To be sure, others have also contributed to the long-running disaster of Australia’s climate policies: the Greens under Bob Brown, who, in a fit of self-indulgent high-mindedness, refused to support Labor’s legislation in the Senate; Kevin Rudd, who walked away from the “great moral challenge of our generation” when the going got tough; and Julia Gillard, with her culpable naivety in promising that there would be no carbon tax in a government she led, and then agreeing that the scheme her government introduced could be called a tax. But it has been Abbott’s continuing belligerent prosecution of what shadow environment minister Mark Butler calls in his new book the Climate Wars that has turned going slow on emissions reduction into a Liberal cause. It is Abbott who has given focus and a voice to the motley collection of climate sceptics in the Coalition party room and kept alive the delusion that coal has a viable long-term future. For even if it were not the case that burning coal is contributing to global warming, the rapid development of renewables and their plummeting price would be numbering its days. If one can make energy from the sun, wind and tides, why would anyone bother digging up and transporting coal?
And he is at it again. For a brief moment early in June, the Independent Review into the Future Security of the National Electricity Market, chaired by Australian Chief Scientist Dr Alan Finkel, held out the hope that Australian politics might reach a bipartisan consensus on a scheme to both reduce emissions and increase energy supply, by providing the certainty the private sector needs to invest in new energy generation. Fearing Abbott and his troops, Prime Minister Turnbull had already ruled out an emissions intensity scheme, despite its widespread industry support. Finkel knew he couldn’t consider it, even if it were a better option than the clean energy target he eventually recommended. The clean energy target seemed like clever politics. As it was “technology neutral” it did not explicitly rule out coal. Labor promised to work with the government to hammer out a deal it could live with when it returned to government. Business welcomed the possibility, finally, of a bipartisan agreement that would provide the certainty needed for new investment in energy generation. The Business Council of Australia, the Australian Industry Group, the Energy Users Association of Australia and energy retailers Origin, AGL and Energy Australia were all on board, and argued that the clean energy target would lower prices for consumers.

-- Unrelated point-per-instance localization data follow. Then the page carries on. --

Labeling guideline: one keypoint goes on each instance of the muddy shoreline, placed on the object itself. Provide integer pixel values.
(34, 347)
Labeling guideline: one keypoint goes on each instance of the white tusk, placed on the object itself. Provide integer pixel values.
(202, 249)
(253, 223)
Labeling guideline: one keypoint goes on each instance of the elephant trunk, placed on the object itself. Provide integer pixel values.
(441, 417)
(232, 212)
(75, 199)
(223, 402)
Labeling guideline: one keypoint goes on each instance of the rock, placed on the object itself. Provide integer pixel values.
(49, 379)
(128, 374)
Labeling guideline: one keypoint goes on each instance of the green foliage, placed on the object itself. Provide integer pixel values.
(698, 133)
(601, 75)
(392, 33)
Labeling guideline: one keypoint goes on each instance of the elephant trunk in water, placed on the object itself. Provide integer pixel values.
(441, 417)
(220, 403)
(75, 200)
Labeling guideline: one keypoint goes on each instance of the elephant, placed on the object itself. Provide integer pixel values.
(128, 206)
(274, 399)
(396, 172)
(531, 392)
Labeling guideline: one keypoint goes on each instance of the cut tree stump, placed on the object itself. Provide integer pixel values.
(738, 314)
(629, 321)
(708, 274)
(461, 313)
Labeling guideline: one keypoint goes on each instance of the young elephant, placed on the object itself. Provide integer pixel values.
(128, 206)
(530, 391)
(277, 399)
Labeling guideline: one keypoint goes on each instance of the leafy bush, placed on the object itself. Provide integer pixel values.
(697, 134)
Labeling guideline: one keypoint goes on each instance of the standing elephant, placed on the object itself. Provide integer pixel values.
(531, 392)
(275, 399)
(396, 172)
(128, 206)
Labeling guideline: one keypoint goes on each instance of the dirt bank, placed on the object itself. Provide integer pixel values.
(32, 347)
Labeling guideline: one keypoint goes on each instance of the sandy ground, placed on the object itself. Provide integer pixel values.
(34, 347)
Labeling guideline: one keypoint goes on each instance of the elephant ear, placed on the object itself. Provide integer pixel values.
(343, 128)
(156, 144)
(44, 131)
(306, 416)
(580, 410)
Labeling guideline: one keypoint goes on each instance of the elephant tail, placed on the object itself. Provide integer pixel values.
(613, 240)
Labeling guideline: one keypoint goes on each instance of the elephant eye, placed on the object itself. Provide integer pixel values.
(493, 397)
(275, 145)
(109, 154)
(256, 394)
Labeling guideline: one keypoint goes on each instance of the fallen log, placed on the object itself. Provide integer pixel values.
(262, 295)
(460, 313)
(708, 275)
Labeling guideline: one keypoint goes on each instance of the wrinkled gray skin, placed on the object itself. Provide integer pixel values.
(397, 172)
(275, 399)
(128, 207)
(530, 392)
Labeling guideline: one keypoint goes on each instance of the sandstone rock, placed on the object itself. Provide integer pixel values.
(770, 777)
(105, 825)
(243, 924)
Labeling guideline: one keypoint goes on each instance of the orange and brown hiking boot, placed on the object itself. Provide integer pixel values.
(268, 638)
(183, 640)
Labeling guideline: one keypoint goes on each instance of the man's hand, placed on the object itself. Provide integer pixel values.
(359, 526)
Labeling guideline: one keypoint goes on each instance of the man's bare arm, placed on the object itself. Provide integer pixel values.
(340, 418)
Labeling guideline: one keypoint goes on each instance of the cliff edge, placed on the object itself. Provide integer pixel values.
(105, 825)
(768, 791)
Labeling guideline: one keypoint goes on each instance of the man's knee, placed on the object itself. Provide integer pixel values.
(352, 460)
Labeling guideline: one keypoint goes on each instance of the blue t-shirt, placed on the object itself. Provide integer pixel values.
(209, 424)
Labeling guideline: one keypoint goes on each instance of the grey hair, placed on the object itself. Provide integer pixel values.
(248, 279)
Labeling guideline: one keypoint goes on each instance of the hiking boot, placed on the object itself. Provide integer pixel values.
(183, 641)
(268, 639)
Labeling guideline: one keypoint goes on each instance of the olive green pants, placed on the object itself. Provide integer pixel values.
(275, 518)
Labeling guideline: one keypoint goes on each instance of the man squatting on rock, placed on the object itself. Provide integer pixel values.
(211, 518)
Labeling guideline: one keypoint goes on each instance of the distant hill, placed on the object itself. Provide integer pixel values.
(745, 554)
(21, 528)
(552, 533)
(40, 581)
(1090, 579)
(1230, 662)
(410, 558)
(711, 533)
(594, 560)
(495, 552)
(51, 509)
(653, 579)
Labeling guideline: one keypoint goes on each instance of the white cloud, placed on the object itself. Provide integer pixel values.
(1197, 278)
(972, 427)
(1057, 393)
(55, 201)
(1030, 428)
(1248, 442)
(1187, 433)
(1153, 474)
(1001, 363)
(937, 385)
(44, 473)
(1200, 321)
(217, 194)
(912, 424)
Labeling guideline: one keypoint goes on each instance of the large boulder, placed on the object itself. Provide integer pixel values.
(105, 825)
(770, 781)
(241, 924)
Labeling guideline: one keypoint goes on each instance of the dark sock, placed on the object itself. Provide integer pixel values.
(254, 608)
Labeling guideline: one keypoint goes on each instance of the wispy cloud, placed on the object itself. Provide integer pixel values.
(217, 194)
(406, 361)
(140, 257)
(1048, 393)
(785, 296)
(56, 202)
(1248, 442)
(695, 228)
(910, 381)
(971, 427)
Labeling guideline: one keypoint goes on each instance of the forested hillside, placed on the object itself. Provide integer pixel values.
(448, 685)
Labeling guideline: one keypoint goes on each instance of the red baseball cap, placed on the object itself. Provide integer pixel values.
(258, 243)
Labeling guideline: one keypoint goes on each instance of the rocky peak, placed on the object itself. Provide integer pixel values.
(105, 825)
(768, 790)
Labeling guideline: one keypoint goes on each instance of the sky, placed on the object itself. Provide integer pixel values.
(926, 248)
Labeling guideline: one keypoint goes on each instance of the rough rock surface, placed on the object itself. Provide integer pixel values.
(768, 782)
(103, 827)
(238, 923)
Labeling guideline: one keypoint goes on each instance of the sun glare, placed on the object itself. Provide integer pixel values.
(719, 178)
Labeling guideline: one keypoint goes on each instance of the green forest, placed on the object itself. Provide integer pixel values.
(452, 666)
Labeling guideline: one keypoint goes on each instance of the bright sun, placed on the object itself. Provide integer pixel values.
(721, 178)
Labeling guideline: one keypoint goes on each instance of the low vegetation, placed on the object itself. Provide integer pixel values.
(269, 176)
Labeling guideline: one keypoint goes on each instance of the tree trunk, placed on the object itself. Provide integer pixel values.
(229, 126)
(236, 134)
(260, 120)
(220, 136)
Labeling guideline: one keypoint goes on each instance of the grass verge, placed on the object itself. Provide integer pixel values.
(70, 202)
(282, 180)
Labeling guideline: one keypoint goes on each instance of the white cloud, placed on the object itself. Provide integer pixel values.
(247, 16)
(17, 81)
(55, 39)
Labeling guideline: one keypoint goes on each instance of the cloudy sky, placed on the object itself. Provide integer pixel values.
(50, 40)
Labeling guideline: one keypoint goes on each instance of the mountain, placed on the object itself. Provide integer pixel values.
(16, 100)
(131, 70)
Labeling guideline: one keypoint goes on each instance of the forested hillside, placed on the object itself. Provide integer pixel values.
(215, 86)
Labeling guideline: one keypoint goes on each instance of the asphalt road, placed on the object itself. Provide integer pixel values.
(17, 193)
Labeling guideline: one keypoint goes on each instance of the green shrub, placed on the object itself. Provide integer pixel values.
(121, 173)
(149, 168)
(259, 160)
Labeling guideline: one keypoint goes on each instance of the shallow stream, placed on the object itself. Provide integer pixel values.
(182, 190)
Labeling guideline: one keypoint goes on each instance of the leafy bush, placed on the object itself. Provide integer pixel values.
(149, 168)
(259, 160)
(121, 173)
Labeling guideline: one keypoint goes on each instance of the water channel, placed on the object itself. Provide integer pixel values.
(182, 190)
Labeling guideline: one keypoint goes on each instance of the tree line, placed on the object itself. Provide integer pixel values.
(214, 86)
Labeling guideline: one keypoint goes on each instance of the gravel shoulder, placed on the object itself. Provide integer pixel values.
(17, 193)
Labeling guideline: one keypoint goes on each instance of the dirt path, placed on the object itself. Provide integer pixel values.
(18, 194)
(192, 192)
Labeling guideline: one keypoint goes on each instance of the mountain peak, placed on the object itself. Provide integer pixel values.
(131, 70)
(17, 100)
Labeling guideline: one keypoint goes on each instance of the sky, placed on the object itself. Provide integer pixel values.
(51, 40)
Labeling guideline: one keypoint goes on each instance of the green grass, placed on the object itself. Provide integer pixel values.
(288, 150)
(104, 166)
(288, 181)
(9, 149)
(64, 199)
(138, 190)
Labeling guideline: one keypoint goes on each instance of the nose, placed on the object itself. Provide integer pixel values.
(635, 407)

Not so, said Abbott, whose special contribution to the debate has been to reduce complicated, technical arguments to simple cut-through slogans with little connection to reality. The clean energy target is a tax on coal, he declared. Since the Finkel review was delivered, Abbott has upped his profile and his attacks on the government. Setting out his conservative manifesto to the Institute of Public Affairs at the end of June, he called for a moratorium on new wind farms, a freeze on the renewable energy target at its current level of 15% and the construction of another “big coal-fired power station”. Contrary to the evidence in the Finkel review and the assertions of the energy providers, Abbott claimed that the renewable energy target was causing people’s power bills to increase by making coal uneconomic, and that if private investors would not build a new coal-fired power station, then the government should step in and make good this market failure “as soon as possible”. Just why this last suggestion is either a liberal or a conservative one is hard to fathom. It sounds much more like an old-fashioned socialist argument for re-nationalisation of the power supply.
But consistency has never been Abbott’s strong point. His major preoccupation has always been product differentiation, drawing up the battlelines between the Liberal Party and its major enemy the Labor Party and winning the fight. From this perspective the main problem with the proposed clean energy target is that it is too similar to Labor’s policy. Abbott believed, he told Paul Kelly in early July, that energy policy was “the best hope for the government to win the next election”. Attacking the big fat carbon tax worked in 2013, so why wouldn’t it work again? Peta Credlin, whom Abbott described as the fiercest political warrior he had ever worked with, has since admitted on Sky News that Labor’s climate change policy was never a carbon tax, but that by pursuing “brutal retail politics” the Coalition made it one in the minds of the electorate, replacing fear for the future of the planet with a fight about the hip pocket.